Inoltre, affinché possa configurarsi il reato, non è sufficiente il positivo riscontro delle analisi del sangue o delle urine, ma è di fondamentale importanza la sussistenza dei c.d. “indici sintomatici”, tra i quali possono annoverarsi una anomala dilatazione delle pupille, scarsa reattività, difficoltà nell’orientarsi nel tempo e nello spazio, mancanza di collaborazione, difficoltà a parlare e/o a deambulare.

Tali indici, secondo la Corte di Cassazione, devono essere accertati non solo mediante le analisi ematiche e/o delle urine, ma anche attraverso una visita medica specialistica e/o psicologica, atta ad accertare l’effettività dello stato di alterazione e che gli indici sintomatici possano inequivocabilmente ricondursi all’assunzione di sostanze stupefacenti/psicotrope.

La tutela del diritto di difesa

E’ bene ricordare che i prelievi ematici e delle urine disposti in ospedale, mediante i quali vengono espletate le analisi specialistiche volte ad accertare l’avvenuta assunzione di sostanze stupefacenti, costituiscono veri e propri atti di polizia giudiziaria, e in quanto tali implicano il diritto dell’esaminato a farsi assistere da un suo difensore di fiducia.

A tal fine, il personale medico-sanitario incaricato ha l’obbligo, ai sensi dell’art. 114 delle disposizioni attuative del codice di procedura penale, prima di procedere ad alcun accertamento, di avvisare l’interessato della predetta facoltà di quest’ultimo di farsi assistere da un difensore.

Tale obbligo di informazione della P.G. è l’esternazione del più ampio diritto di difesa, costituzionalmente tutelato quale bene della vita di ciascun cittadino, all’art. 24 della Costituzione.

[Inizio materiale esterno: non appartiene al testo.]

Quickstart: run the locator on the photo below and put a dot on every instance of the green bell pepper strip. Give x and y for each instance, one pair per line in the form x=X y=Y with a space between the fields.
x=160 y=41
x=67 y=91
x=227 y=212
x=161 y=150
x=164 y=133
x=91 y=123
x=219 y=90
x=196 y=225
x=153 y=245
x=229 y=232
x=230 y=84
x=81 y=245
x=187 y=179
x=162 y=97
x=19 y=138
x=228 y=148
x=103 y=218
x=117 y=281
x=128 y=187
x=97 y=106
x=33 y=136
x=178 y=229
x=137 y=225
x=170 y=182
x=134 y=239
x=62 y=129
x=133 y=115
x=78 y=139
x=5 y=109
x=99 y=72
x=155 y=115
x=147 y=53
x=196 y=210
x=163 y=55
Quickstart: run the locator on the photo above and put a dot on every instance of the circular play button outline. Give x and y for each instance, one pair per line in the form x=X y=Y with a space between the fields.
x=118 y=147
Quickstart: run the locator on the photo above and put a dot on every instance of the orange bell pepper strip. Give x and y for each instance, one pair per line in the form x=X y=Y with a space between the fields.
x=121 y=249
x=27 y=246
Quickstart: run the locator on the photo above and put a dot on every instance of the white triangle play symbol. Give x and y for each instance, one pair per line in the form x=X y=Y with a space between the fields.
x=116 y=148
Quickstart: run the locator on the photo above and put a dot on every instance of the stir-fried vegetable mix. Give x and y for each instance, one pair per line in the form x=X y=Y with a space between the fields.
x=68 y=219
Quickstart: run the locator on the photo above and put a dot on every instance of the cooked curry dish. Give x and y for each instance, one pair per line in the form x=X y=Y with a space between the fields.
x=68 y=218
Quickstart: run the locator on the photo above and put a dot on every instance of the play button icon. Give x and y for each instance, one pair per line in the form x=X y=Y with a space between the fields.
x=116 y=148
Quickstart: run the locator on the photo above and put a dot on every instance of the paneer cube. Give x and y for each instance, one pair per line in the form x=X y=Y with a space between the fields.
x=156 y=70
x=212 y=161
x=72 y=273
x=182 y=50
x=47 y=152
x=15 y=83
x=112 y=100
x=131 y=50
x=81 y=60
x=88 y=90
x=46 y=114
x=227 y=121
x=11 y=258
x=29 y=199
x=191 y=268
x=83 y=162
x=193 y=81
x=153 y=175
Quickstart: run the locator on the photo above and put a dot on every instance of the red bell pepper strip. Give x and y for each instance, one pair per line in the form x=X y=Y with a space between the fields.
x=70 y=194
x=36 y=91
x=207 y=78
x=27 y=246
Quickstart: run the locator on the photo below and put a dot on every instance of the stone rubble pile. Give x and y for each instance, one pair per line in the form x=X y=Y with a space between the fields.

 “La difesa è diritto inviolabile in ogni stato e grado del procedimento”

Quanto detto è ribadito dalla giurisprudenza di legittimità, secondo cui il diritto di difesa è proprio la ragione per cui è stato introdotto, nelle disposizioni attuative del codice, l’obbligo di avvertire l’imputato, la cui violazione, peraltro, determina una nullità del provvedimento sanzionatorio così adottato (cfr. Cass. n. 24096/2018; Cass. Sez. Un., 5396/2015).